| HN Mirror

Y	Hacker News new \| ask \| show \| jobs

by fusiongyro 5090 days ago

I think you're getting hung up on the low-level details and missing the big relational picture.

Timestamps are atomic units. If I add 60 minutes to 10:15 AM I don't want to see 10:75 AM, I want to see the 11:15. This is because the "components" of the timestamp are not independent values. Likewise, a string may be an array of characters, but a name is an atomic entity. It's meaningful to break a string into characters (low-level) but it's not meaningful to break a name into name-characters.

Now, if I had a reason to make a relationship between one entity and many characters, the correct way to model it in the relational database is to use a one-to-many with a character column. Using a string instead is not the right thing to do. Strings, for starters, have an ordering, and sets do not. Indexing that string column probably won't perform as well as indexing the separate table, because string indexes care about that order. It may perform worse, or model the situation worse, for a variety of reasons. In practice, I've never seen anyone make a relationship between a character and an entity.

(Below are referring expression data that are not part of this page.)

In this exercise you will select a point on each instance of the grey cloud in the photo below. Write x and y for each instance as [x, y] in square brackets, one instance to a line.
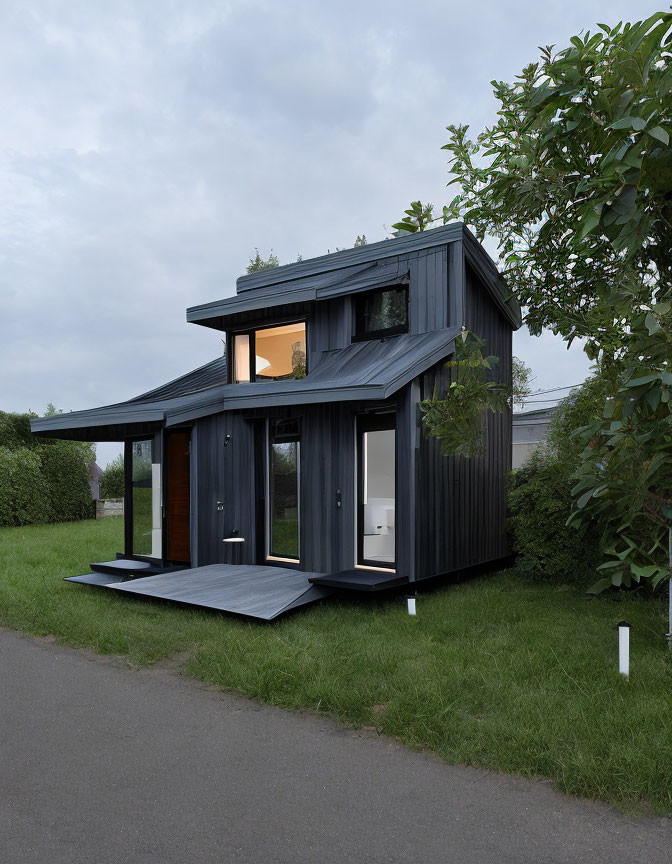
[147, 148]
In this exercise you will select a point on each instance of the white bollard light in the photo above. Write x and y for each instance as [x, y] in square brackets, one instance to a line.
[624, 648]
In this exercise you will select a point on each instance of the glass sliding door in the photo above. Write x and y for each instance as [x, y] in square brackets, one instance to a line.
[144, 500]
[376, 536]
[283, 497]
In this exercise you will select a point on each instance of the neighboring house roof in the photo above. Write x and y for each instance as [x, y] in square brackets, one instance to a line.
[532, 426]
[373, 369]
[352, 270]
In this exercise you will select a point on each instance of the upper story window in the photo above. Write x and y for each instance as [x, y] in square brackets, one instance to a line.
[381, 313]
[270, 354]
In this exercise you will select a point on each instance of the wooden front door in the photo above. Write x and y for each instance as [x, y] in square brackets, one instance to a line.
[177, 482]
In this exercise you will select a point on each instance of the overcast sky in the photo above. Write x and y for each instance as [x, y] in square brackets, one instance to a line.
[147, 147]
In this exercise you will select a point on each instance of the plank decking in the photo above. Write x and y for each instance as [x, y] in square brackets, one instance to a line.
[258, 592]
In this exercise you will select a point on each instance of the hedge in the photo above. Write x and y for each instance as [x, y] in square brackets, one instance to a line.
[24, 493]
[41, 480]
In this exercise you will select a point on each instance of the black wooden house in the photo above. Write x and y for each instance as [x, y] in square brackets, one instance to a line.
[296, 464]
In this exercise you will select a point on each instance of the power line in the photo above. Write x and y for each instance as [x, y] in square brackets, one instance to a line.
[554, 389]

The distinction between when I'd use a separate row for each character and when I'd use a string is exactly the distinction between when using an array is 1NF and when it isn't. I don't think the idea of avoiding repeating groups says anything concrete about data types. I'd be surprised if the theorists spent a great deal of time discussing the philosophical ramifications of strings being composed of characters or what each type means on-disk; at least 40% of every book by Joe Celko consists of admonishment to avoid worrying about the physical layout. I'm sorry if this comment isn't sufficiently formal for you, but it's the best you're going to get from me. Lord knows this won't be the first time database theory and practice have not matched up to everyone's satisfaction. Maybe next we can discuss implementing transitive closures in portable SQL?

Back to arrays, the basic loss of flexibility is portability. If you modeled it traditionally with tables, your result would be portable to any RDBMS, including whatever indexes and constraints you made. By modeling it with arrays, you're limiting yourself to Postgres, and you're probably forcing yourself to use check constraints to ensure uniqueness within each array (if you care). The second loss of flexibility is that generic database access libraries probably don't support arrays natively. Hibernate, for example, does not "do" arrays, so you'll either be bypassing it altogether or converting them to strings and parsing them on the way out. These are the reasons I have off the top of my head; I wouldn't be shocked if there were others.

I don't think I'm going to see a third option besides arrays and normalization, but in this case, it would almost always be fine for the developer to err on the side of normalization. Are there uses for them? Sure. Just not many.